Policy and verification hooks enforce runtime guardrails and acceptance criteria. They keep ACM runs compliant with regulatory expectations and internal controls.

Policy engine integration

  • Declaration: Tasks declare required policy bundles in their Task Specs. Each bundle references a digest tracked in source control.
  • Invocation: During execution, the runtime evaluates policies before (pre) and after (post) the task body. The policy adapter MUST return a structured result with verdict, explanations, and latencyMs.
  • Escalations: Denied decisions SHOULD provide escalation metadata so orchestration can route to human approval or compensating tasks.
  • Observability: Stream POLICY_DECISION ledger entries to SIEM tools and configure alerting on repeated deny events.

Verification grammar

Verification hooks validate task outputs against declarative assertions.
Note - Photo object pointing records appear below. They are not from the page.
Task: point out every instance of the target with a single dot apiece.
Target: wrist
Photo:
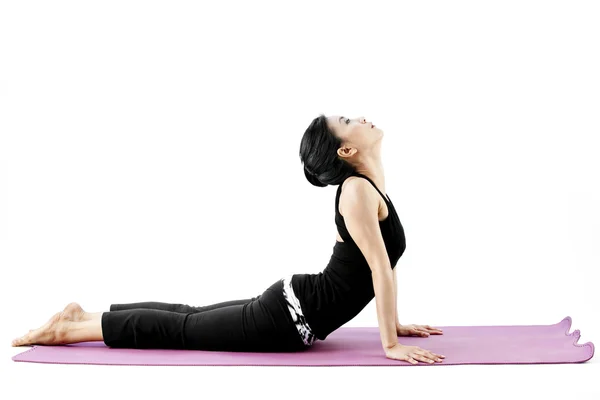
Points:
(390, 345)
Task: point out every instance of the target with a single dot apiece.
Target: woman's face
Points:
(355, 133)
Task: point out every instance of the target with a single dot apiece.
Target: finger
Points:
(411, 360)
(429, 355)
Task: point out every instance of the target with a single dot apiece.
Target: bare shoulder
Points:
(356, 191)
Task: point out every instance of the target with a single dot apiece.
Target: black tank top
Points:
(333, 297)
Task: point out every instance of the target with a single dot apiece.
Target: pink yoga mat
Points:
(517, 344)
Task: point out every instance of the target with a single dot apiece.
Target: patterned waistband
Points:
(293, 304)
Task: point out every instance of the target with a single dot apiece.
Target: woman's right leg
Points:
(177, 307)
(263, 324)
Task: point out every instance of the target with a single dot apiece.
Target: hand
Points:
(412, 354)
(418, 330)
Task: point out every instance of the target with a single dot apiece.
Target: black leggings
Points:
(258, 324)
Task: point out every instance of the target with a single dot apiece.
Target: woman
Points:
(297, 309)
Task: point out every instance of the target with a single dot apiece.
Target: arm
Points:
(359, 205)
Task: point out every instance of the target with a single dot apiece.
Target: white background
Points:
(149, 152)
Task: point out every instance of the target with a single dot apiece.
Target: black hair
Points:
(318, 152)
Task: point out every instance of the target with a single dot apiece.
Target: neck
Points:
(373, 168)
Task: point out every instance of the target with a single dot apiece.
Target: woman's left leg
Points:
(259, 325)
(178, 307)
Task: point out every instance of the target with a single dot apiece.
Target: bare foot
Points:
(75, 313)
(55, 330)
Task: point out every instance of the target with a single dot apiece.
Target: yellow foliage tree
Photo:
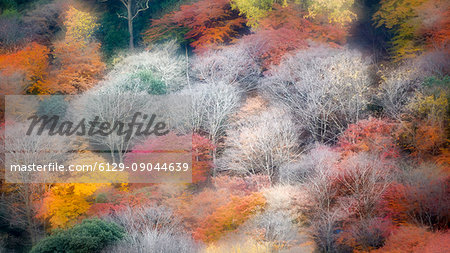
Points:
(67, 202)
(78, 61)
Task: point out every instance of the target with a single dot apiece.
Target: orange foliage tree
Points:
(416, 239)
(229, 217)
(31, 62)
(78, 63)
(288, 28)
(208, 22)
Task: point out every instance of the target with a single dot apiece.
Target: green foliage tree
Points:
(90, 236)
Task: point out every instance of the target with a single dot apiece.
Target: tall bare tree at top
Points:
(134, 7)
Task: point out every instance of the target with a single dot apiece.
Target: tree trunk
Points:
(130, 24)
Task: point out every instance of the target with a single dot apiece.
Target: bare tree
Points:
(211, 106)
(162, 62)
(397, 87)
(261, 144)
(326, 89)
(113, 106)
(151, 227)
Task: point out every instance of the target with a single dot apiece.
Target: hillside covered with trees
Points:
(316, 125)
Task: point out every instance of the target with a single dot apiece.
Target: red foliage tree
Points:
(201, 152)
(371, 135)
(32, 62)
(287, 29)
(229, 217)
(209, 23)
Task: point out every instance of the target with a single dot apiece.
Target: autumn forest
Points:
(312, 125)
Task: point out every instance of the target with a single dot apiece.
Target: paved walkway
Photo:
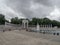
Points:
(25, 38)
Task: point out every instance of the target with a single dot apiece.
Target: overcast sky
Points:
(30, 8)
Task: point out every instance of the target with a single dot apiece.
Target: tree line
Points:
(34, 21)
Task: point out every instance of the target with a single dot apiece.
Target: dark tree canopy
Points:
(34, 21)
(2, 19)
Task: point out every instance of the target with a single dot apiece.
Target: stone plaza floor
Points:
(22, 37)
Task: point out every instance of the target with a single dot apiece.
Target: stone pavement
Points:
(25, 38)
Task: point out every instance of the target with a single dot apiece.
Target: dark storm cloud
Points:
(32, 8)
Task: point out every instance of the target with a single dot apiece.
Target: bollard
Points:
(3, 30)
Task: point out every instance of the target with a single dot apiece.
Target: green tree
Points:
(2, 19)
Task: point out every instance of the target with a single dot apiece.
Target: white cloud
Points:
(55, 14)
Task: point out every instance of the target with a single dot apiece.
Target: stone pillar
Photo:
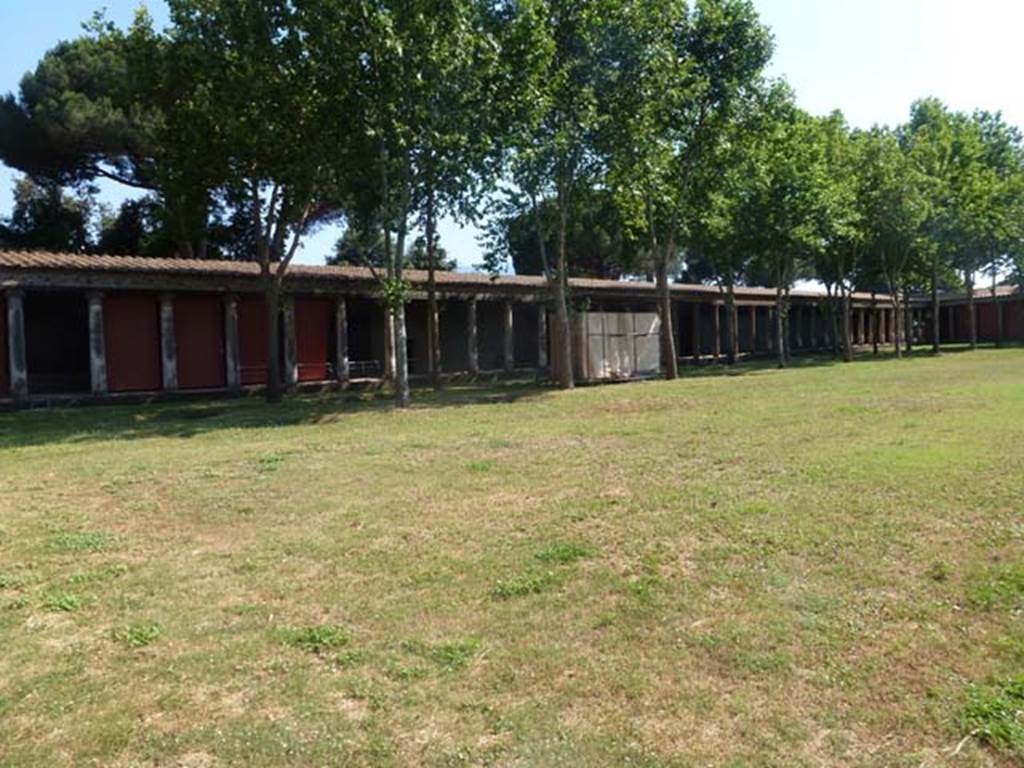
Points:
(341, 371)
(291, 347)
(718, 331)
(16, 356)
(542, 336)
(232, 363)
(168, 343)
(97, 344)
(508, 337)
(472, 356)
(695, 331)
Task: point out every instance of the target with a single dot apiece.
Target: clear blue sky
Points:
(869, 58)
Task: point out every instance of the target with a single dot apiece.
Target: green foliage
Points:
(89, 541)
(451, 655)
(316, 639)
(999, 588)
(994, 715)
(521, 585)
(563, 553)
(61, 602)
(137, 635)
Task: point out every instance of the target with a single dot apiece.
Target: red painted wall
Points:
(1013, 320)
(199, 331)
(312, 323)
(131, 325)
(4, 360)
(252, 340)
(987, 329)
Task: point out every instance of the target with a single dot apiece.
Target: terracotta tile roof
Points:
(46, 260)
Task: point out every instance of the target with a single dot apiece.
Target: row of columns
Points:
(864, 325)
(17, 364)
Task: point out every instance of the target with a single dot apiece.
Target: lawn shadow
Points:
(188, 419)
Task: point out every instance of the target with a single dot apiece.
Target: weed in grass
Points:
(562, 553)
(137, 635)
(61, 602)
(81, 542)
(349, 658)
(522, 585)
(105, 573)
(939, 571)
(994, 715)
(316, 639)
(452, 655)
(403, 673)
(11, 581)
(1000, 588)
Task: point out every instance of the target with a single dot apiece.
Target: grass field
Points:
(820, 566)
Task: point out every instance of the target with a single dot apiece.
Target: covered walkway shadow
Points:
(188, 419)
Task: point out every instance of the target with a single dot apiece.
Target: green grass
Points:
(819, 566)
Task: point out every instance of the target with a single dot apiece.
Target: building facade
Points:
(99, 327)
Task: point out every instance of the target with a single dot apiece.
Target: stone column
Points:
(16, 356)
(542, 336)
(718, 331)
(695, 331)
(97, 344)
(472, 356)
(341, 371)
(508, 337)
(168, 343)
(232, 363)
(291, 347)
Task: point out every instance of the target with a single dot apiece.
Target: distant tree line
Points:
(588, 137)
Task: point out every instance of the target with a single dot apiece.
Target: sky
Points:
(870, 58)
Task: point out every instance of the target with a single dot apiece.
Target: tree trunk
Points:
(402, 396)
(972, 314)
(779, 329)
(907, 323)
(731, 325)
(433, 332)
(563, 335)
(847, 325)
(897, 331)
(667, 336)
(876, 330)
(998, 310)
(272, 298)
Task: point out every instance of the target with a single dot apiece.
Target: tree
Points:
(123, 105)
(281, 129)
(597, 239)
(556, 45)
(683, 72)
(896, 211)
(784, 174)
(357, 248)
(45, 217)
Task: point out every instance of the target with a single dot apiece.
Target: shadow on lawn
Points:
(187, 419)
  • Define verification rules in domain packages (for example, @ddse/acm-verify-refunds).
  • Rules run synchronously after task completion; failure triggers VERIFICATION_RESULT with status: failed and optional remediation hints.
  • Verification logic MUST be deterministic and side-effect free.

Approvals and dual control

  • High-risk capabilities SHOULD require dual approvals captured via policy hooks (approval_required: true).
  • Approval artifacts (tickets, signatures) MUST be attached to replay bundles under runtime/policy/.
  • Provide operator dashboards for pending approvals with SLA timers.

Lifecycle management

  • Version policies and verification rules alongside code (policyBundles/v0.5/*).
  • Introduce backwards-compatible changes via additive rules; breaking changes require new bundle IDs.
  • Maintain automated tests that execute policies against synthetic ledger fixtures.